A better result without the introduction of spikes or similar discontinuities in the insertion may be achieved when an overlapping window is used when copying said fraction and inserting said intermediate signal.
A typical use of the method is in portable communications devices, and in an expedient embodiment the method is used in a mobile telephone.
As mentioned, the invention also relates to a device adapted to convert the speech rate of a speech signal having a pitch period below a maximum expected pitch period. The device comprises means for dividing the speech signal into segments, means for estimating the pitch period of the speech signal in a segment, means for copying a fraction of the speech signal in the segment, said fraction having a duration equal to said estimated pitch period, means for providing from the fraction an intermediate signal having the same duration, and means for expanding the segment by inserting said intermediate signal pitch synchronously into the speech signal of the segment. When the device is adapted to use a segment size longer than said maximum expected pitch period but shorter than twice the maximum expected pitch period, a considerably smaller amount of data has to be processed for a frame, so that the method can be implemented with the limited computational resources of e.g. a mobile telephone.

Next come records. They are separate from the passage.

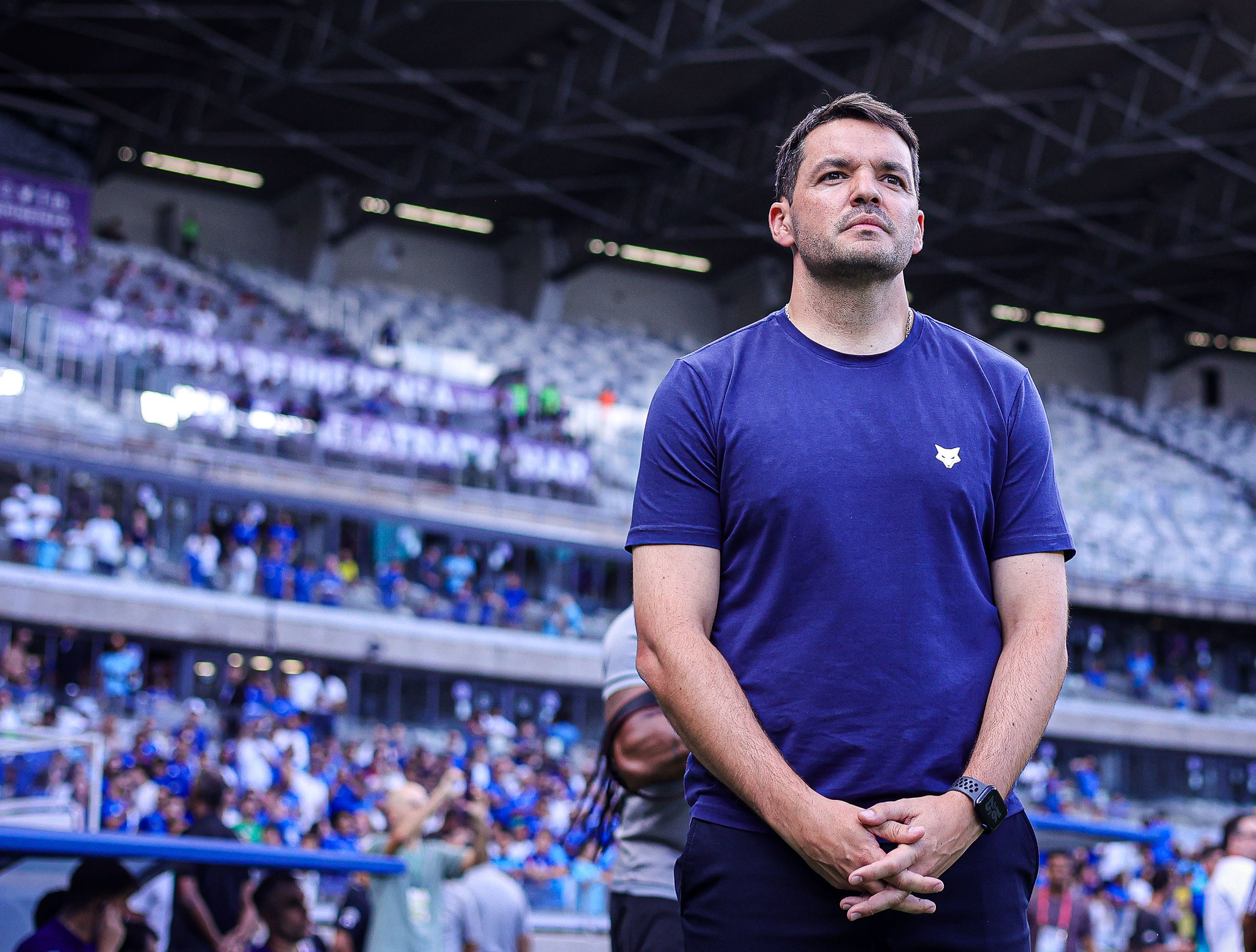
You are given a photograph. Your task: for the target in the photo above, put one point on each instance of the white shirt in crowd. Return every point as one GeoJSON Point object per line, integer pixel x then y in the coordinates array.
{"type": "Point", "coordinates": [107, 308]}
{"type": "Point", "coordinates": [297, 742]}
{"type": "Point", "coordinates": [254, 759]}
{"type": "Point", "coordinates": [244, 571]}
{"type": "Point", "coordinates": [1225, 901]}
{"type": "Point", "coordinates": [15, 512]}
{"type": "Point", "coordinates": [105, 536]}
{"type": "Point", "coordinates": [303, 690]}
{"type": "Point", "coordinates": [503, 907]}
{"type": "Point", "coordinates": [334, 695]}
{"type": "Point", "coordinates": [45, 511]}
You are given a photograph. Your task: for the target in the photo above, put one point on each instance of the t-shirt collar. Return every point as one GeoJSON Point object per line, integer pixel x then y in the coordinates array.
{"type": "Point", "coordinates": [788, 327]}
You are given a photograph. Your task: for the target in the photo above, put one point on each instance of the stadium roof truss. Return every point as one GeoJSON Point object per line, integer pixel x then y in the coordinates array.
{"type": "Point", "coordinates": [1090, 156]}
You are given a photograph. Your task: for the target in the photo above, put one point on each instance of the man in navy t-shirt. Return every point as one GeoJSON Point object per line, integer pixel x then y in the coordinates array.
{"type": "Point", "coordinates": [848, 552]}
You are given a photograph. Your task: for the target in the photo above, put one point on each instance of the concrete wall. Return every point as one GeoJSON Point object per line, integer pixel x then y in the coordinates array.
{"type": "Point", "coordinates": [417, 258]}
{"type": "Point", "coordinates": [665, 304]}
{"type": "Point", "coordinates": [1184, 384]}
{"type": "Point", "coordinates": [231, 225]}
{"type": "Point", "coordinates": [1059, 358]}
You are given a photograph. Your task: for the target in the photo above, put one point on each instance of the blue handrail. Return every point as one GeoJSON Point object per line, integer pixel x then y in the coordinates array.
{"type": "Point", "coordinates": [1102, 831]}
{"type": "Point", "coordinates": [191, 850]}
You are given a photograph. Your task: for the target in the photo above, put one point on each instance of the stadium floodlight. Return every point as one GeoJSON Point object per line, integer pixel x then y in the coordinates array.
{"type": "Point", "coordinates": [1069, 322]}
{"type": "Point", "coordinates": [649, 255]}
{"type": "Point", "coordinates": [159, 408]}
{"type": "Point", "coordinates": [201, 170]}
{"type": "Point", "coordinates": [1005, 312]}
{"type": "Point", "coordinates": [445, 219]}
{"type": "Point", "coordinates": [13, 382]}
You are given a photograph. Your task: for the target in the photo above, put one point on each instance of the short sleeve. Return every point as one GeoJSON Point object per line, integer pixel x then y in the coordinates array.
{"type": "Point", "coordinates": [1029, 517]}
{"type": "Point", "coordinates": [619, 656]}
{"type": "Point", "coordinates": [450, 859]}
{"type": "Point", "coordinates": [677, 498]}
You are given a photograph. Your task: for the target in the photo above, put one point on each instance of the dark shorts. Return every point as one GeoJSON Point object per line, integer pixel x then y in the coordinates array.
{"type": "Point", "coordinates": [645, 923]}
{"type": "Point", "coordinates": [750, 892]}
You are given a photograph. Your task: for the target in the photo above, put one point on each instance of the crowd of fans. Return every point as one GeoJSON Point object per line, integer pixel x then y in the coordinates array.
{"type": "Point", "coordinates": [254, 557]}
{"type": "Point", "coordinates": [293, 779]}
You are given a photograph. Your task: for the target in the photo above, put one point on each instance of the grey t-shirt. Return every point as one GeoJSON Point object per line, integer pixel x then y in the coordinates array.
{"type": "Point", "coordinates": [461, 917]}
{"type": "Point", "coordinates": [502, 907]}
{"type": "Point", "coordinates": [407, 910]}
{"type": "Point", "coordinates": [652, 832]}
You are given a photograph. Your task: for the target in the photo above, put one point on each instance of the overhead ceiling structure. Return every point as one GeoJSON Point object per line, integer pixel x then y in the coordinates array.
{"type": "Point", "coordinates": [1094, 158]}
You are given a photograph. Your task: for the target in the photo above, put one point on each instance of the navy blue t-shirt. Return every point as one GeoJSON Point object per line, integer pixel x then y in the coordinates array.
{"type": "Point", "coordinates": [857, 503]}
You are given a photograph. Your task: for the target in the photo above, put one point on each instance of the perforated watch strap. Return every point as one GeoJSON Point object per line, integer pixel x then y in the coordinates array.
{"type": "Point", "coordinates": [970, 788]}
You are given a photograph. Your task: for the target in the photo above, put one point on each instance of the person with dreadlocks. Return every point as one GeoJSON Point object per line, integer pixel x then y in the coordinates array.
{"type": "Point", "coordinates": [643, 763]}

In an expedient embodiment the device is further adapted to provide, if the actual estimated pitch period of the segment is greater than half the segment size, the intermediate signal by using the copied fraction directly as the intermediate signal. This avoids the extra calculation of a composite signal.
If the actual estimated pitch period of a segment is less than half the segment size, the device may further be adapted to copy two consecutive fractions, each having a duration equal to the estimated pitch period, and to provide the intermediate signal as an average of the two consecutive fractions. In this way reverberation may be minimized for speech with shorter pitch periods which actually have a higher risk for such reverberation.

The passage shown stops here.